Finnair assured potential travelers that the data collected was not linked “in any way” to customers' personal data in their statement. “Only the customer service representative working at the measuring point can see the total weight, so you can participate in the study with peace of mind,” said Sato Monoka, head of ground operations at Finnair.
People said the news meant they “won't be flying on Finnair anytime soon”, while others welcomed the plan as “a way to solve the obesity crisis”. One user criticized the airline, saying he would not fly with Finnair because he “wouldn't be ashamed of a fucking airline”, adding that he would never weigh in with his choice. Another angry user said: “Will Finnair start weighing its passengers?” Did you read correctly? I was completely shocked! And disgust.
The company said that this step aims to reduce fuel waste and help estimate the weight of the aircraft more accurately. A month earlier, an EasyJet flight from Lanzarote to Liverpool asked 19 passengers to get off the plane because it was deemed “too heavy to take off”. A spokesperson for the company confirmed the incident in a statement, writing: “easyJet can confirm that 19 passengers on flight EZY3364 from Lanzarote to Liverpool volunteered to fly on a later flight because the aircraft exceeded weight limits due to weather conditions.” “This is a routine operational decision in these circumstances, and weight restrictions have been imposed on all airlines for safety reasons.” The spokesperson said that if the plane proves too heavy to take off, passengers are asked to volunteer to transfer to a later flight for free and volunteers are given compensation in line with regulations. Airlines offer similar compensation when they oversell tickets for a flight and ask some passengers to volunteer to reschedule the flight. Passengers on the Lanzarote-Liverpool flight were offered “up to €500 per passenger,” a crew member said, quoted by EasyJet.

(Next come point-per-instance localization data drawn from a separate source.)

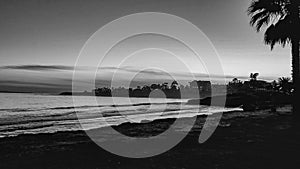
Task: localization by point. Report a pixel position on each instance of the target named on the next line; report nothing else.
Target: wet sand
(243, 140)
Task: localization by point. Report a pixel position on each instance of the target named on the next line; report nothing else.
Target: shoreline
(254, 140)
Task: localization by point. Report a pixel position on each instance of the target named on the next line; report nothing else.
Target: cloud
(38, 67)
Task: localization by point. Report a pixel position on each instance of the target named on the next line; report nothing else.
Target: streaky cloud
(38, 67)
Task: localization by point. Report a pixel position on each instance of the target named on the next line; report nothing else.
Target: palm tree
(284, 84)
(282, 22)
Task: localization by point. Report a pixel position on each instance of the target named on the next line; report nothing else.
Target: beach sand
(243, 140)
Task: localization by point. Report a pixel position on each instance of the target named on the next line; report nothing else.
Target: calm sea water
(33, 113)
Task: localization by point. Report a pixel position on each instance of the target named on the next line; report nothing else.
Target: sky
(40, 40)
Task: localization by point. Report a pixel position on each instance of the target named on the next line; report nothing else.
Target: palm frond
(277, 33)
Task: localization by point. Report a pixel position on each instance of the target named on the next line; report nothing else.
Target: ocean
(40, 113)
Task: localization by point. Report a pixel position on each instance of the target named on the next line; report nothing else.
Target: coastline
(248, 141)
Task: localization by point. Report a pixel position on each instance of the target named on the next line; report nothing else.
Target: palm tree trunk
(296, 78)
(295, 12)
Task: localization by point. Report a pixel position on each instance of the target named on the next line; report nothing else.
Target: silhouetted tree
(253, 76)
(285, 84)
(282, 19)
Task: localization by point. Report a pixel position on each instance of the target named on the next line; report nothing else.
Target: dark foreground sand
(258, 140)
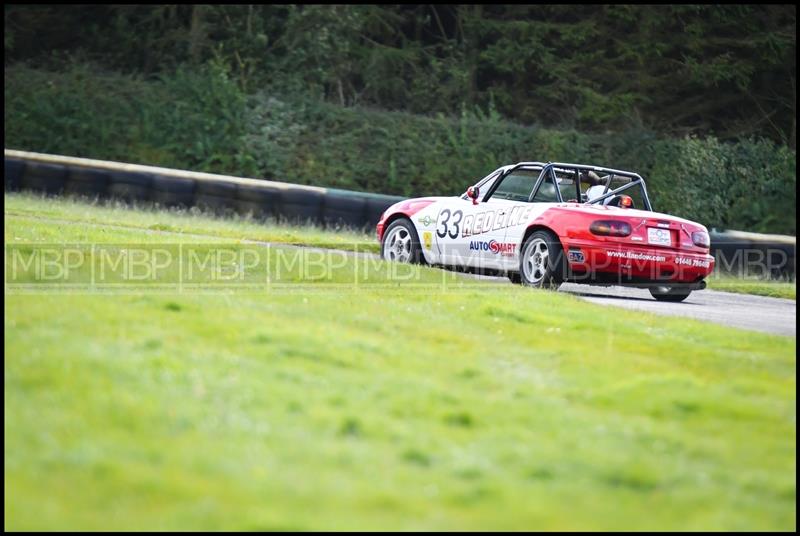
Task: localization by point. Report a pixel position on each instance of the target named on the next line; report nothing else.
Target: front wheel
(669, 294)
(541, 261)
(401, 243)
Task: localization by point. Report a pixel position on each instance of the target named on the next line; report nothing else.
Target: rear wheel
(670, 294)
(401, 243)
(541, 261)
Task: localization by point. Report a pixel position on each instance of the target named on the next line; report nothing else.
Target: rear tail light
(610, 228)
(701, 238)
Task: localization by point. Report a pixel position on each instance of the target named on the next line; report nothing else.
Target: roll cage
(550, 169)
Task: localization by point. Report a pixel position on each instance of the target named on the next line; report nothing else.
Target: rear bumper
(621, 263)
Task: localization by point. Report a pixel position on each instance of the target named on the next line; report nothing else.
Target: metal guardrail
(736, 251)
(54, 174)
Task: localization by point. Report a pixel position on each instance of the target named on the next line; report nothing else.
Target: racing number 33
(444, 222)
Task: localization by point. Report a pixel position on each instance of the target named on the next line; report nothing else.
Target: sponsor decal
(426, 221)
(576, 256)
(454, 223)
(636, 256)
(688, 261)
(505, 249)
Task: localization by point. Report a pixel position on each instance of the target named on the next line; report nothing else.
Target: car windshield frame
(551, 168)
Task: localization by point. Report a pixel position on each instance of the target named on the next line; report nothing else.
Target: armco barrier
(736, 252)
(221, 194)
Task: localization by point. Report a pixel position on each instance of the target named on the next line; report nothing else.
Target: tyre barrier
(257, 201)
(216, 196)
(130, 186)
(343, 210)
(173, 192)
(87, 182)
(46, 178)
(14, 169)
(300, 206)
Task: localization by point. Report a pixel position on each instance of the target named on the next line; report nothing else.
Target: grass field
(447, 404)
(760, 287)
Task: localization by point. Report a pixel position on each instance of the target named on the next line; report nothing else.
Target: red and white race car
(546, 223)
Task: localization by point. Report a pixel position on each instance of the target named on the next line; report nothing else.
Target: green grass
(183, 222)
(464, 405)
(760, 287)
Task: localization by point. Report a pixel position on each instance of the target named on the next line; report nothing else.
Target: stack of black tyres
(216, 196)
(14, 169)
(130, 186)
(173, 192)
(259, 201)
(344, 209)
(46, 178)
(87, 182)
(301, 206)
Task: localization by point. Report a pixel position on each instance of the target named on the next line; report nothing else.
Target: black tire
(301, 205)
(411, 250)
(546, 270)
(130, 186)
(670, 294)
(346, 210)
(14, 171)
(87, 182)
(173, 191)
(259, 201)
(216, 196)
(47, 178)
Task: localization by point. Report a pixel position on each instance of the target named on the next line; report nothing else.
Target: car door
(470, 234)
(467, 234)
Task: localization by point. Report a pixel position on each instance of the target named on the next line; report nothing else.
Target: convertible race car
(542, 224)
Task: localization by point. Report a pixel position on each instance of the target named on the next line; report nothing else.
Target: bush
(200, 120)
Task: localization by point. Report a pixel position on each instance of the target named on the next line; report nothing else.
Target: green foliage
(724, 70)
(199, 119)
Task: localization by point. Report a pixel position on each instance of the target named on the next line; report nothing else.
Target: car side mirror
(473, 192)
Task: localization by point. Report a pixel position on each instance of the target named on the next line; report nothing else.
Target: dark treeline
(726, 71)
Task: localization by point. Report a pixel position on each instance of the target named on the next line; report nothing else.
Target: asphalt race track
(745, 311)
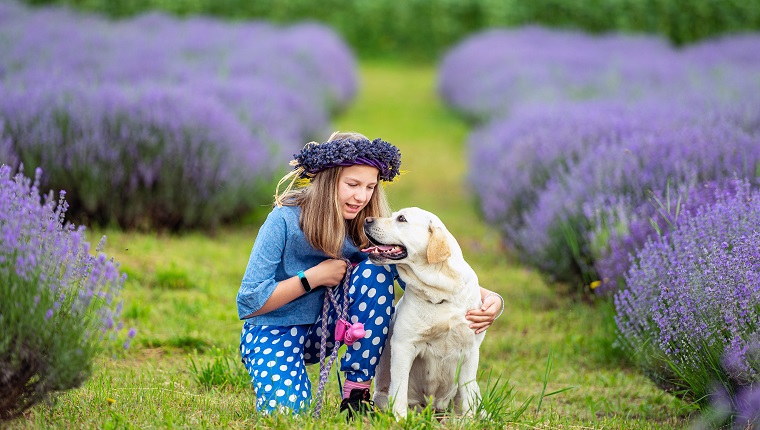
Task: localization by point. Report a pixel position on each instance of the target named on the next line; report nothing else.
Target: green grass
(181, 297)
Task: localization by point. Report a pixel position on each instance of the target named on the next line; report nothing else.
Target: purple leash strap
(325, 363)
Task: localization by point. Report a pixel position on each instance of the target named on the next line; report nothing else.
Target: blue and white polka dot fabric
(276, 356)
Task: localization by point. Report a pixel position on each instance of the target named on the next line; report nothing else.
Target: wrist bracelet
(500, 298)
(304, 282)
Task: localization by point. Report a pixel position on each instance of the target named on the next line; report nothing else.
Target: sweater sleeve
(259, 281)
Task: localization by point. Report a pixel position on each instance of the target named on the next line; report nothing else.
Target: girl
(301, 248)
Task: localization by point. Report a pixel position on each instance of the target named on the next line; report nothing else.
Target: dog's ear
(438, 246)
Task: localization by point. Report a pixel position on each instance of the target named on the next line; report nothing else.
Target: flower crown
(315, 157)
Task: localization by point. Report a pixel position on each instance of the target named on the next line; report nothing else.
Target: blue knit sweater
(279, 252)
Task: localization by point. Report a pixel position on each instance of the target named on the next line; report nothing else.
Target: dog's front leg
(403, 356)
(469, 391)
(383, 375)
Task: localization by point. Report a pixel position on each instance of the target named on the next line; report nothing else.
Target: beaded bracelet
(500, 298)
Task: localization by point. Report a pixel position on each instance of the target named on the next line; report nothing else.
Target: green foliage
(424, 29)
(221, 371)
(173, 278)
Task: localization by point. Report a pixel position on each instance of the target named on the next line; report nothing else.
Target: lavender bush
(580, 134)
(690, 311)
(186, 121)
(572, 176)
(59, 303)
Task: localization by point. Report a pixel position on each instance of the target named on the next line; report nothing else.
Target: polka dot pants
(276, 356)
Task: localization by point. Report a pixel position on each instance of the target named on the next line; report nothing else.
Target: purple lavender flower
(693, 295)
(45, 265)
(185, 120)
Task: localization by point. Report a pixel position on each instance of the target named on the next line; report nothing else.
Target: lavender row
(60, 304)
(573, 177)
(157, 121)
(573, 181)
(494, 73)
(690, 310)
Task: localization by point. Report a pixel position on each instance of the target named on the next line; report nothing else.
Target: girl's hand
(482, 318)
(327, 273)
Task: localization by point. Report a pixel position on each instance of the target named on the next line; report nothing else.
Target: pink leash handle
(348, 333)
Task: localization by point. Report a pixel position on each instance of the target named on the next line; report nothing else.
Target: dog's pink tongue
(379, 248)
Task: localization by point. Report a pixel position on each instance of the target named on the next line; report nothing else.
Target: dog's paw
(399, 412)
(381, 399)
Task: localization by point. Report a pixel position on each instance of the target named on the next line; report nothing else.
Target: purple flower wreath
(315, 157)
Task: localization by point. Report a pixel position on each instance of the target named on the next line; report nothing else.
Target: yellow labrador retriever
(429, 337)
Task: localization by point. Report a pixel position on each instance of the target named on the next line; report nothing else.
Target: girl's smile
(356, 184)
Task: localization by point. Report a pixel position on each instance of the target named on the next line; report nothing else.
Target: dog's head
(410, 235)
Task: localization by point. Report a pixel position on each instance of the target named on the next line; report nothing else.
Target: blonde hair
(321, 219)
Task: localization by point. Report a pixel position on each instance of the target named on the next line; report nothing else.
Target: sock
(350, 385)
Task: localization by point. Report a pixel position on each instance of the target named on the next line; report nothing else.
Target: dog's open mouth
(391, 252)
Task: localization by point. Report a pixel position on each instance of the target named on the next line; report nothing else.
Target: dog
(431, 355)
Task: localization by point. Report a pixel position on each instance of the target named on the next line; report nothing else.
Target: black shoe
(358, 402)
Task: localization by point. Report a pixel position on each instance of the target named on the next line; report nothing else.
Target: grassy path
(181, 298)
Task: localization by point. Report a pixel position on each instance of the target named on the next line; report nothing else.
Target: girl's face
(355, 187)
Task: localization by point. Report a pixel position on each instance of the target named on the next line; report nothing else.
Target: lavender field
(601, 160)
(161, 122)
(615, 167)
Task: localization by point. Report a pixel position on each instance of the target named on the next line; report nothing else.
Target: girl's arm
(328, 272)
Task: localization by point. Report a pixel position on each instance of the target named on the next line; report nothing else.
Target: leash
(325, 363)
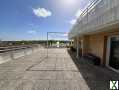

According to research by Holiday Extras, in 2010, 58% of Britons said they wanted overweight passengers to pay more for air travel. About 45% believe it would not make any difference to them if the airline started charging extra fees based on weight, with 6% even saying the measures would encourage them to travel more frequently. In 2017, another survey conducted by jetcost.co.uk revealed that nearly 90% of Britons believe that overweight passengers should pay more to travel by air. Nearly 80% also said they thought “plus size areas” should be included on flights.